Cry, the Beloved Country

     We invited two South African couples for dinner one night a few years ago, and after the cake and coffee were served, I asked if anyone had read Cry, the Beloved Country by Alan Paton, a twentieth century South African writer. I asked the question in innocence and ignorance. At the time, I didn’t know that the book had been banned during apartheid and that its author had been a controversial figure. No one at the table but me had read it.

     My pen pal recommended the book to me, so I borrowed it from the library and promptly fell in love with it. I think it is one of the best books I have ever read. It was written before I was born, and yet, I didn't find it until I was 46 years old.
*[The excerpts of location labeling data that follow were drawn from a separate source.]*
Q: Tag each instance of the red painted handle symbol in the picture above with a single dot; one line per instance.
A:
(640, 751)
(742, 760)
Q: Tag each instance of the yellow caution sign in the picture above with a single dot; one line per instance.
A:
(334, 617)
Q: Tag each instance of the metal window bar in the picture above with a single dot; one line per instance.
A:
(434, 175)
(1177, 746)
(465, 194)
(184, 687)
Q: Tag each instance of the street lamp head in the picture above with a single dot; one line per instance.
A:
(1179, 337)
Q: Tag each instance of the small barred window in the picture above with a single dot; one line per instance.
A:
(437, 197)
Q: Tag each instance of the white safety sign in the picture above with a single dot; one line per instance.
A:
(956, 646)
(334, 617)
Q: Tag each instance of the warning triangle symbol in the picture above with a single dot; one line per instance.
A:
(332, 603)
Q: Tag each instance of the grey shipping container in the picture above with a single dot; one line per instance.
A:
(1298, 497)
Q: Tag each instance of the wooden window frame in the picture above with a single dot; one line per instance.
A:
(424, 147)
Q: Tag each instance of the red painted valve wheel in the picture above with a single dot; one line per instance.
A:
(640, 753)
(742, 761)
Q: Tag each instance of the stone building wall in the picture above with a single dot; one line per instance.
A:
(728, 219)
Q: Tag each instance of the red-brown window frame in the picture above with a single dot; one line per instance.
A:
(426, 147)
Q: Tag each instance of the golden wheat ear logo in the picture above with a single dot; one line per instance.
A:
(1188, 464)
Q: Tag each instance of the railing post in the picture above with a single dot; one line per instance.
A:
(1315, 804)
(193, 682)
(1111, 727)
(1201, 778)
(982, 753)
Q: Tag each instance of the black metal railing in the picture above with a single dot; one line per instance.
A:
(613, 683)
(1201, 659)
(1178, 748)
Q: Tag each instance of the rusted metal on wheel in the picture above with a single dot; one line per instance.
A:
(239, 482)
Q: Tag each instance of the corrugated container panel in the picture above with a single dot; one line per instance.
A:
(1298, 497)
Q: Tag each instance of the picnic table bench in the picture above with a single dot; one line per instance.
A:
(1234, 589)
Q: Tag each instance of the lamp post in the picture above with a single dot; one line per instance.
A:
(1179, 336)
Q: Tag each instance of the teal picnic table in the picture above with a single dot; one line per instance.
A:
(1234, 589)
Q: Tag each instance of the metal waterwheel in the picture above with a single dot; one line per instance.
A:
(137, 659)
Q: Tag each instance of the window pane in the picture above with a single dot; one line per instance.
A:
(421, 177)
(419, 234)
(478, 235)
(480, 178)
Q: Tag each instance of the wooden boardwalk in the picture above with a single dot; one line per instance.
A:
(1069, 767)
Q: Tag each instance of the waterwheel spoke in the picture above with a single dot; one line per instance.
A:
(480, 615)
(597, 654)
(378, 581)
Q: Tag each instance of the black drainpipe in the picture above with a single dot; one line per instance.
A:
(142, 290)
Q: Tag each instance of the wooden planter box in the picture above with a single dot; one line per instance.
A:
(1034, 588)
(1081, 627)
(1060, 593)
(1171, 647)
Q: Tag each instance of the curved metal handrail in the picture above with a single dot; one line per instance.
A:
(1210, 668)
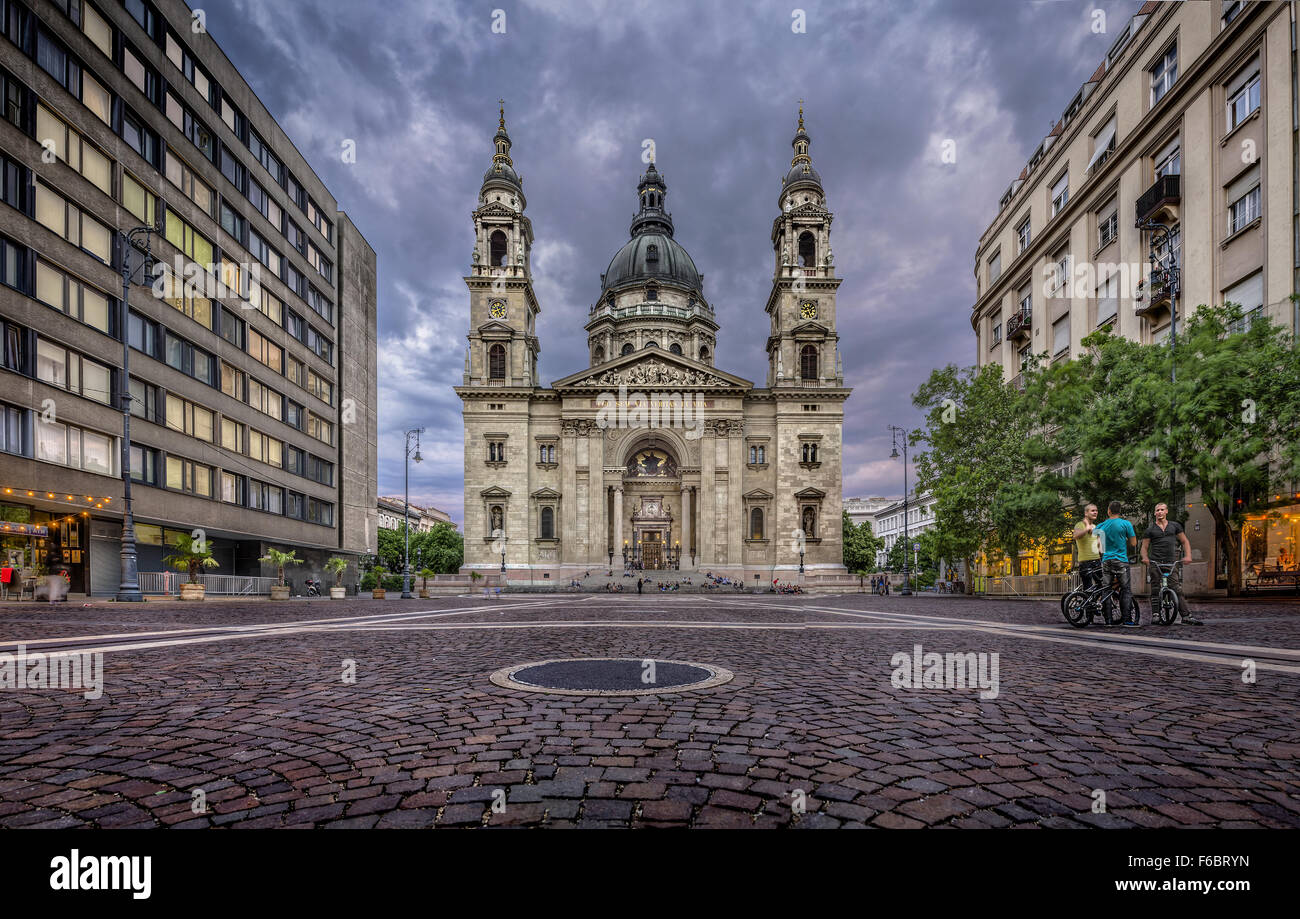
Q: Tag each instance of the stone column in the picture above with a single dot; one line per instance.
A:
(596, 540)
(568, 497)
(735, 525)
(707, 497)
(685, 527)
(618, 520)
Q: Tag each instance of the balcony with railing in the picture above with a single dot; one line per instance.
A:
(1019, 324)
(1166, 190)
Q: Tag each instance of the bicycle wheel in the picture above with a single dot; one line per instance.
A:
(1074, 606)
(1168, 607)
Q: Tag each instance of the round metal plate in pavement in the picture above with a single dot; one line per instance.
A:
(610, 676)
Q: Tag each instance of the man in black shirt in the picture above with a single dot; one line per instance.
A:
(1164, 543)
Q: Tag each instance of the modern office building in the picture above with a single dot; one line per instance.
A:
(252, 384)
(1190, 122)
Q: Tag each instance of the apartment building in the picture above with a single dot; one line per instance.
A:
(393, 514)
(1188, 122)
(252, 385)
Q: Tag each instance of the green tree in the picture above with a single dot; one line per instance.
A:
(1229, 428)
(982, 464)
(859, 546)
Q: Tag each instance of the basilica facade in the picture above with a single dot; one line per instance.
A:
(651, 456)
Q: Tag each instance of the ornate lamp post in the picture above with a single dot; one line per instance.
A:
(901, 434)
(406, 528)
(129, 588)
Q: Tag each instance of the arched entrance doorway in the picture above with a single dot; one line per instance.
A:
(651, 484)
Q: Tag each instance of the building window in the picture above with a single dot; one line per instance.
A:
(1108, 299)
(72, 148)
(1108, 224)
(1247, 294)
(1060, 194)
(497, 248)
(807, 362)
(72, 297)
(1243, 198)
(1164, 74)
(1243, 98)
(69, 222)
(1061, 336)
(1169, 161)
(807, 250)
(1103, 144)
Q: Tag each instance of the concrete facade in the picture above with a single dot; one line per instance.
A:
(651, 450)
(267, 363)
(1183, 154)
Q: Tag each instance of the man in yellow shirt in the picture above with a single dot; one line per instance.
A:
(1087, 547)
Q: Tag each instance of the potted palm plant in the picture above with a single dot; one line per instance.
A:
(280, 592)
(191, 556)
(378, 593)
(336, 567)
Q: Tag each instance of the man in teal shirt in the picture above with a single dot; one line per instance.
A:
(1117, 537)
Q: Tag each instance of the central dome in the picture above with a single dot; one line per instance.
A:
(651, 256)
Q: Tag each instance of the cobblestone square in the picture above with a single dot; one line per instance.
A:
(250, 705)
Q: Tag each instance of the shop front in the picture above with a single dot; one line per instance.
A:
(1270, 541)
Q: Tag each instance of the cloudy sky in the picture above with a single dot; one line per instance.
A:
(716, 87)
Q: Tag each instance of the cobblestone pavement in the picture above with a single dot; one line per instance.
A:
(247, 702)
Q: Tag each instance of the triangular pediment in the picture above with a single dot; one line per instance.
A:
(653, 368)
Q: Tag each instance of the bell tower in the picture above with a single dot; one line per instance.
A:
(503, 308)
(802, 345)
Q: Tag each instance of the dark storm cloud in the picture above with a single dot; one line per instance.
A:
(716, 87)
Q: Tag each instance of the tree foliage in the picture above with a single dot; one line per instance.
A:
(859, 546)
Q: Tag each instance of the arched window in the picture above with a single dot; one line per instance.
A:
(807, 248)
(807, 362)
(497, 248)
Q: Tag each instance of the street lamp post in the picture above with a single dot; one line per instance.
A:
(129, 588)
(1161, 237)
(406, 528)
(901, 434)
     The consensus among our guests that night was that it was primarily a political book. I had seen it reviewed by Oprah Winfrey and former president Bill Clinton on television, and they too, presented the book as a protest against the structures of a society that would lead to apartheid. Yes, social injustice is one of its themes. 

     It is also a book that has undergone a great deal of scrutiny. Activists have criticized it for falling short of their own political ideals. Some have painted it as sentimental, while others praise it for its searing beauty and consider it to be the most important novel in South Africa’s history.

     I told our dinner guests that I thought it was a book about forgiveness. I think it is true that we often take from a book what we bring to it. We all carry within us a system of beliefs that informs our thinking. At the core of my own beliefs stands the unfathomable forgiveness that restores my broken relationship with God, and the call to reflect that forgiveness to others around me. In Cry, the Beloved Country the struggle for equity is certainly present between its pages, as is the struggle for justice and for understanding; but the struggle for forgiveness is the siren call of searing beauty that has me returning to the book again and again. 

     It still haunts me.

     "The tragedy is not that things are broken. The tragedy is that things are not mended again."

                                                                     ~ Alan Paton ~


  1. I read Cry, the Beloved Country decades ago and was so moved by both the subject and my feelings upon reading it. You have written beautifully of it here. I probably didn't think about it being about forgiveness when I read it all those years ago but know I should read it again, thinking about God's forgiveness of me, not because of anything I've done but because of what Christ did for me on the cross.

    Thank you for tackling a complicated subject, on many levels.

  2. oh my! now I want to read this book as well! So much to read, so little life!;-)

    I appreciate your last paragraph, have read it several times. It is good to be reminded that people bring to everything a piece of where we've been and misunderstandings can stem from this difference. thank-you for helping me better forgive and to see, if not through eyes of understanding at least human sympathy because we are a product of our own experiences. You are a gifted word-smith.